BDL has also created incentives in order to secure
adequate financing in the economy. It has issued circulars aiming at encouraging
lending in Lebanese pounds at a lower cost by setting new exemptions from
mandatory reserve requirements. Such credit incentives includes loans to
productive sectors (e.g. Agriculture, Industry, Tourism, Information
Technology…), housing loans, high-educational loans and environmentally-friendly
projects such as renewable energy, waste management, waste water treatment and
recycling.
The main challenge in Lebanon, however, remains not so
much with its high indebtedness but with the increasing yearly deficit in the
budget of the government.
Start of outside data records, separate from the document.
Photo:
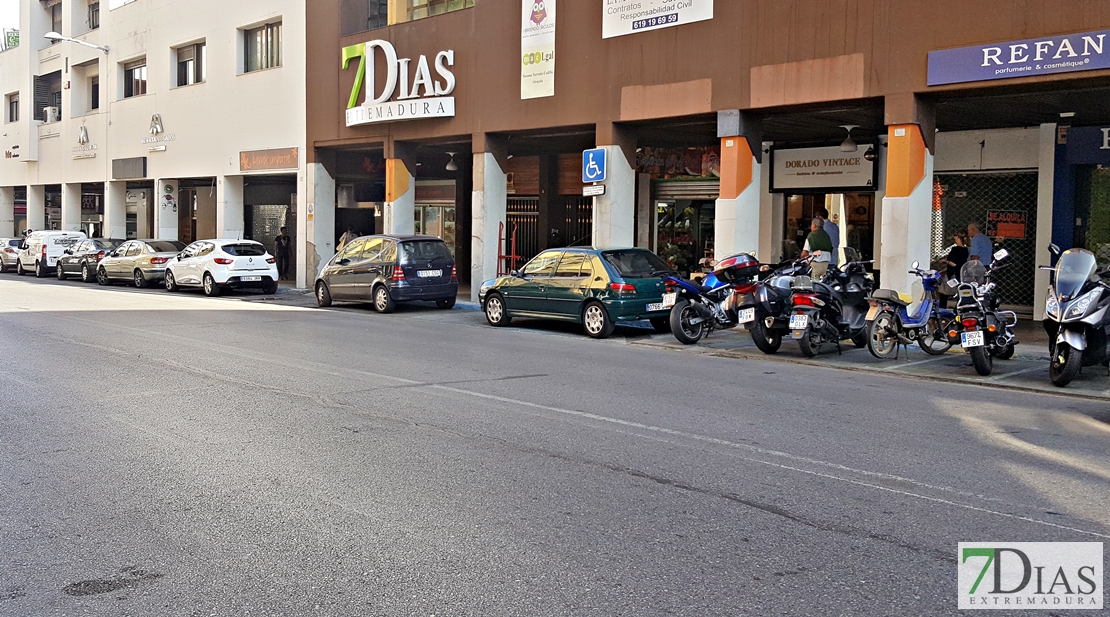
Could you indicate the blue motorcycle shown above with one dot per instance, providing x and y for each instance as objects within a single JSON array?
[{"x": 895, "y": 320}]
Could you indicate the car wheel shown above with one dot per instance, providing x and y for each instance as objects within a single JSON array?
[
  {"x": 211, "y": 289},
  {"x": 595, "y": 319},
  {"x": 382, "y": 301},
  {"x": 323, "y": 296},
  {"x": 495, "y": 311}
]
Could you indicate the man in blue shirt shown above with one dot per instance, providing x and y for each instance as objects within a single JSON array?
[
  {"x": 981, "y": 248},
  {"x": 834, "y": 231}
]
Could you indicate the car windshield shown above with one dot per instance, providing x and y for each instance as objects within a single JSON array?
[
  {"x": 165, "y": 245},
  {"x": 1073, "y": 270},
  {"x": 636, "y": 263},
  {"x": 245, "y": 250},
  {"x": 423, "y": 250}
]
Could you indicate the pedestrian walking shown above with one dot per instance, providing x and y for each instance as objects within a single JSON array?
[{"x": 283, "y": 245}]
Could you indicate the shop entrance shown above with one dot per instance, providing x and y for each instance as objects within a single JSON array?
[{"x": 853, "y": 212}]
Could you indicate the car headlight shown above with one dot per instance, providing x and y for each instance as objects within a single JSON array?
[
  {"x": 1079, "y": 306},
  {"x": 1051, "y": 305}
]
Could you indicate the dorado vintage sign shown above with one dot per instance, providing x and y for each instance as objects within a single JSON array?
[{"x": 409, "y": 89}]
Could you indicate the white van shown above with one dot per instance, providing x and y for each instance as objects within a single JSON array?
[{"x": 40, "y": 251}]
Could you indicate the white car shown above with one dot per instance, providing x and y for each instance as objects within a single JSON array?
[{"x": 214, "y": 264}]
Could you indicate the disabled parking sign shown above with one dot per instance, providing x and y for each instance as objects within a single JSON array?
[{"x": 593, "y": 165}]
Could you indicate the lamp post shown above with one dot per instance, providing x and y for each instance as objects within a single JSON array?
[{"x": 56, "y": 37}]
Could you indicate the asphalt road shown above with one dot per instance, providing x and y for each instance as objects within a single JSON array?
[{"x": 180, "y": 455}]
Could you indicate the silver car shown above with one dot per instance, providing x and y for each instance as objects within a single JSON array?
[
  {"x": 9, "y": 252},
  {"x": 141, "y": 262}
]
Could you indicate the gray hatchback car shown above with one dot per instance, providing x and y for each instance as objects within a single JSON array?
[{"x": 385, "y": 270}]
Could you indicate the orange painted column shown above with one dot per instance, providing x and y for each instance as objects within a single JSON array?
[
  {"x": 907, "y": 208},
  {"x": 738, "y": 221},
  {"x": 400, "y": 199}
]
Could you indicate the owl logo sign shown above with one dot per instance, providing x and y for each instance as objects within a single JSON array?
[{"x": 538, "y": 12}]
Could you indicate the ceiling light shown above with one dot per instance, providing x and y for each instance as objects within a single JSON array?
[{"x": 848, "y": 144}]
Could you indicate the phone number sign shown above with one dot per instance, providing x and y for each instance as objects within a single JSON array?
[{"x": 627, "y": 17}]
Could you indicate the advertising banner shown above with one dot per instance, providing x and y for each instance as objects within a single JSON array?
[
  {"x": 628, "y": 17},
  {"x": 821, "y": 168},
  {"x": 537, "y": 49},
  {"x": 1030, "y": 57}
]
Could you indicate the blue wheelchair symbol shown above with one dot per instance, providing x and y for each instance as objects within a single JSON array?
[{"x": 593, "y": 165}]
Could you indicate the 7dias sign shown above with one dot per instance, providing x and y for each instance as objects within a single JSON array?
[{"x": 409, "y": 89}]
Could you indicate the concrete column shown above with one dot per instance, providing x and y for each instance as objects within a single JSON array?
[
  {"x": 738, "y": 213},
  {"x": 36, "y": 206},
  {"x": 490, "y": 203},
  {"x": 71, "y": 206},
  {"x": 8, "y": 211},
  {"x": 229, "y": 206},
  {"x": 1046, "y": 182},
  {"x": 165, "y": 209},
  {"x": 907, "y": 208},
  {"x": 400, "y": 199},
  {"x": 315, "y": 222},
  {"x": 115, "y": 210},
  {"x": 615, "y": 211}
]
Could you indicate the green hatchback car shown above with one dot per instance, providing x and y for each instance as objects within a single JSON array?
[{"x": 595, "y": 287}]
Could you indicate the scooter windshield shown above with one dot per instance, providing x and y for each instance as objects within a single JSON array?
[{"x": 1073, "y": 270}]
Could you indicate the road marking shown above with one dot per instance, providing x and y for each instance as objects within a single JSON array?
[{"x": 717, "y": 441}]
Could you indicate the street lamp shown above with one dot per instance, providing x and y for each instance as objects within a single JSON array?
[{"x": 56, "y": 37}]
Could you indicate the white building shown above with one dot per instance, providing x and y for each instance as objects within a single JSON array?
[{"x": 178, "y": 119}]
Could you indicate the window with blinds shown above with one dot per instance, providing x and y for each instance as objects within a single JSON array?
[{"x": 262, "y": 48}]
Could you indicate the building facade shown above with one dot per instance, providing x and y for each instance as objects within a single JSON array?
[
  {"x": 725, "y": 127},
  {"x": 154, "y": 119}
]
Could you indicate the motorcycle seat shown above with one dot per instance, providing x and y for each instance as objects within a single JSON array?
[{"x": 892, "y": 296}]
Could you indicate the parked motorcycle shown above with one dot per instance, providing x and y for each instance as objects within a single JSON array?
[
  {"x": 1077, "y": 319},
  {"x": 831, "y": 310},
  {"x": 894, "y": 322},
  {"x": 698, "y": 309},
  {"x": 765, "y": 310},
  {"x": 982, "y": 330}
]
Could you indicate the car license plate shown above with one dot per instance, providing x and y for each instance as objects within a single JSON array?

The public debt does not pose a threat to the economy
as long as the flow of funds to
Lebanon
remains high. The main challenge in the future is to reduce the size of the
deficit by maintaining high growth rates which depends heavily on the
improvement in infrastructure and the introduction of reforms in vital economic
sectors. With the liquidity available, privatization programs can be successful
and the government should make greater use of the private sector to implement
new projects especially in the field of energy.